二章 コランバインのバラード【前半】
朝食を終えて、今は部屋でダラダラしている。まだゆっくりしていてもいいかな、というなまけた気持ちだけで時間を過ごしているわけではない。自室にある椅子に腰かけ、今朝のことをしばらく考えていたのだ。
ぴこん
電子音がした。モノタブから聞こえたようだ。
それを見ると、何かの通知が来ている。
【大原のモノタブ】
『白石舞琴』
「なんだ?ああ、チャットの通知か」
そういえば、あまりこの機能を使っていなかった。
開いてみると、白石から一件メッセージが届いているようだ。
『探索するってさっき言ってたけど……』
朝、断れることを覚悟して誘ったが彼女からの返事はなかった。
もしかして、いい答えが今聞けるのだろうか。
『ああ!一緒にどうだ?白石の見解とかも聞きたいしな!』
そう送るとすぐに返信が返ってきた。
小説家は大体の人がマメで連絡などは早いと聞いたことがある。白石もそうであるらしい。
『見解?洗脳とかそういう話の?』
流石だ。こっちが言葉足らずであってもすぐに理解してくれる。頭の回転が速いのか。
『そう!他の人の意見も聞きたいと思ってさ!で、探索どう?』
『いいよ。櫻井さんもいていい?』
櫻井とは、この学園で最初に話したきりまともに話していない。
ちょうどいい機会かもしれない。
『もちろん!櫻井の話とかも聞いてみたいな!てか、二人って仲良かったんだな』
櫻井は探偵だ。それも超高校級の、だ。
近いうちに話しておきたかった。
『まあね。でもそんなの今はどうでもいいよ』
『そうか…、じゃ、探索何時に行く?』
『余裕持って探索したいから今からかな』
特に用事はないので問題はない。
くつろぐことをやめ、椅子に掛けておいたパーカーを羽織って準備をする。
『了解!今から食堂に向かうから。そこを待ち合わせ場所にしよう!』
『わかった。櫻井さんには私が伝えておくよ』
『任せた!』
部屋の電気を消して、外に出た。
遅れなどしないように、早足で食堂へと向かう。寮から食堂のある第二校舎まではそれほど離れていないが、念のために急ぐ。

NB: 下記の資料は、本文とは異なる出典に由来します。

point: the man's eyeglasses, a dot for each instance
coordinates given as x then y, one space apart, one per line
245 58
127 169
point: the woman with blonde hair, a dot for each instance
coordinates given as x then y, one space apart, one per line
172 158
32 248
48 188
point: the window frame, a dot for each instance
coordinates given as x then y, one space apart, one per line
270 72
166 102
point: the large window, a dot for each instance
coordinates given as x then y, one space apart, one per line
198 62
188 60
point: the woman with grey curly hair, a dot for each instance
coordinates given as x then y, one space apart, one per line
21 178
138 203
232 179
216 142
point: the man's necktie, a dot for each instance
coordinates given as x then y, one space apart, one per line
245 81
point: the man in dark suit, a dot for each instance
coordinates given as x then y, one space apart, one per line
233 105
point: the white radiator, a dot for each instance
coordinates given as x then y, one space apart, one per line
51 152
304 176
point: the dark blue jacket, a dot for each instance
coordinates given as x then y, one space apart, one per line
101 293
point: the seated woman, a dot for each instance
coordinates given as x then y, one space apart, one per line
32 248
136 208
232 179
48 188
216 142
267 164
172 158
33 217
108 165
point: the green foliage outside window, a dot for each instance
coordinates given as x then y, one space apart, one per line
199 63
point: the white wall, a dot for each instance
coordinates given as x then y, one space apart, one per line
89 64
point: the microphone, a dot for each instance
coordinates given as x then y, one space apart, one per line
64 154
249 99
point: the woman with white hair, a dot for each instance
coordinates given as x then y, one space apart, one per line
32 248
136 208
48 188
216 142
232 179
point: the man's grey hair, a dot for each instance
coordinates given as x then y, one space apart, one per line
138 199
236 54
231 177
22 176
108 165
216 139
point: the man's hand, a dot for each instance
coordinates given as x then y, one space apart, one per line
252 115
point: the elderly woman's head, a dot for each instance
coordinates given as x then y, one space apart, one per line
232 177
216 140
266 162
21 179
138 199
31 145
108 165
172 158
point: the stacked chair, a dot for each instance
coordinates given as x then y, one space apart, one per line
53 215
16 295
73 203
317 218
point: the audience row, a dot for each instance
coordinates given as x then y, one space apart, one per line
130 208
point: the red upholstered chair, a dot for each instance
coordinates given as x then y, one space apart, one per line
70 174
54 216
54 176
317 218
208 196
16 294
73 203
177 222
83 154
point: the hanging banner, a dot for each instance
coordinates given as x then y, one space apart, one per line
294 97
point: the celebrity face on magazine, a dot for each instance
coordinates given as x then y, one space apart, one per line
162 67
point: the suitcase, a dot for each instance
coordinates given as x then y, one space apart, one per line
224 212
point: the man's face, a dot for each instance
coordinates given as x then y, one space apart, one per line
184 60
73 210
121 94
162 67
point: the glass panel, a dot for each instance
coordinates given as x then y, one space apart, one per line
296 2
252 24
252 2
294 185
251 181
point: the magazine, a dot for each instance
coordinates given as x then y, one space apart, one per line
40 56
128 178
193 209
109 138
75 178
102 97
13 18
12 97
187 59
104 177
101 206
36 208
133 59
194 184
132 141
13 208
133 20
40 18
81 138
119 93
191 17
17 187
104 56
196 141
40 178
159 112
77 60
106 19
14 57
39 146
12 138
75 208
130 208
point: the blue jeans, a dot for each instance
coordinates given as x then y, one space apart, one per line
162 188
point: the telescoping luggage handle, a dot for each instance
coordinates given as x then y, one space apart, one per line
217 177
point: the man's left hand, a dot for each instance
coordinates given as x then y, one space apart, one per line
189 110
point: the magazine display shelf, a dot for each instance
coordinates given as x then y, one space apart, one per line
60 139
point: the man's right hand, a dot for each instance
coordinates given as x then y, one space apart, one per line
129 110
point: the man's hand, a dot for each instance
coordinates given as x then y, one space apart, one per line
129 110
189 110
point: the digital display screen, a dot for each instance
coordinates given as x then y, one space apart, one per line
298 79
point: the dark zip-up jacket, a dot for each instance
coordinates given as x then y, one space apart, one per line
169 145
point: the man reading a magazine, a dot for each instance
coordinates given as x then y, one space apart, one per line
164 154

そして、目的地に着いた。まだ白石たちの姿は見えていなかった。
「おー、空じゃんか!腹でも減ったん?」
四津谷に話しかけられた。今食堂には彼と百鬼に架束、出口とローゼン……そして鑑がいた。
彼らは探索をするでもなく、雑談をしている。ひょっとすると朝食の時からずっとここから動いていないのか。
「いや、人を待ってるだけだ」
誰を待っているかなんて言わなくて良いか、聞かれたら答えればいい。
四津谷は興味が無いようで、
「ふーん、じゃ、待ち人が来るまで俺ちゃんたちが話し相手になってやろうか?それまで暇だろ」
それもそうかと、少し彼らと話すことにした。